Better than Expected

Though many economists say we may be in a recession, headed for a double dip or already in a depression, the stock market has been on a tear. It seems the market can rally on anything. These days a headline like  "Mukluk Sales in July Better than Expected" could send the market up a point or two!

Reading the mainstream financial news you see phrases such as "better than expected" all the time. I have even seen the market rally on "not as bad expected".
I do sometimes  wonder ..."expected" by whom?  There is a diversity of opinions among economists, market watchers and even government economists as how to interpret economic data (more on that later).

This morning the market rallied because there was jobs data released that was Better than Expected!  The US is still losing jobs but the initial claims for unemployment came in by 27K less than expected. And the market rallied.
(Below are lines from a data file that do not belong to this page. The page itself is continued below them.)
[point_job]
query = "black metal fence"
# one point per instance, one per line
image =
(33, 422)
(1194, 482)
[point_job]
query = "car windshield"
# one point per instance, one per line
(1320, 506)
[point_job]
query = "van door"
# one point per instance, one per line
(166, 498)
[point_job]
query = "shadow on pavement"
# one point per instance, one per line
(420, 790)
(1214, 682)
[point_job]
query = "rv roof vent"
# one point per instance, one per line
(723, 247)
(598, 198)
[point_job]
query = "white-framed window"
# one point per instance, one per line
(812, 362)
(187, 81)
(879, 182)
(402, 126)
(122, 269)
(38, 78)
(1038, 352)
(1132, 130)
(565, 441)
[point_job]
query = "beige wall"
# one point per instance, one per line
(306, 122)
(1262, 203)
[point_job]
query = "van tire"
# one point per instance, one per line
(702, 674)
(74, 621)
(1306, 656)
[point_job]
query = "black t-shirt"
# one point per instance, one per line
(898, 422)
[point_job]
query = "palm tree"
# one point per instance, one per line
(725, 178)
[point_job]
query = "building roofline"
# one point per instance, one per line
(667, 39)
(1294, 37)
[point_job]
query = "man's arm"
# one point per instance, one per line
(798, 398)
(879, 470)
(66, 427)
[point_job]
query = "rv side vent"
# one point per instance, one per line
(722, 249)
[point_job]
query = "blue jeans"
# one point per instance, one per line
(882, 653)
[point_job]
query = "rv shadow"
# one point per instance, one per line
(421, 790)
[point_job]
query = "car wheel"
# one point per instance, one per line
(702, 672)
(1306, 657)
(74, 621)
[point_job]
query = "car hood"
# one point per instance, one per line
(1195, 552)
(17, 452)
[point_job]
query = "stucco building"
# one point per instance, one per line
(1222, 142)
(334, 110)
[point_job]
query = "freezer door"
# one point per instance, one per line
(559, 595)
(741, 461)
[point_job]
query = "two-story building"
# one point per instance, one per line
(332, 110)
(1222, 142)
But for anyone who looked a litte deeper - they might find a fly in the ointment. It appears that nine states (including a few of the worst off) did not provide real data on employment - the government made estimates. The fact that this data point was not released with the official figures at first surprised me (I think I'm past the stage of being shocked) and .... then it didn't. But it did.

Back to spin and "better than expected". So is the spinning of economic data a conspiracy to keep us peons from panicking (hey I'm reading Under the Dome right now), lack of decent financial journalism or just a willing ignorance? I do not know.

However, I conducted an ad hoc experiment using Google news (I firmly believe Google does not manually manipulate their news coverage but there is an algorithmic bias there - popularity feeds into popularity). I took the phrases "worse than expected" and "better than expected" and ran them through Google News Search with the terms "economy", "economic" and "employment" and recorded the number of news articles returned for each. The results are somewhat telling:

Better than Expected Worse than Expected
Economy 87.37% 12.62%
Economics 82.97% 17.02%
Employment 83.22% 16.77%

It looks like there is a bias ... but for now I will refrain from speculating as to where that bias is coming from.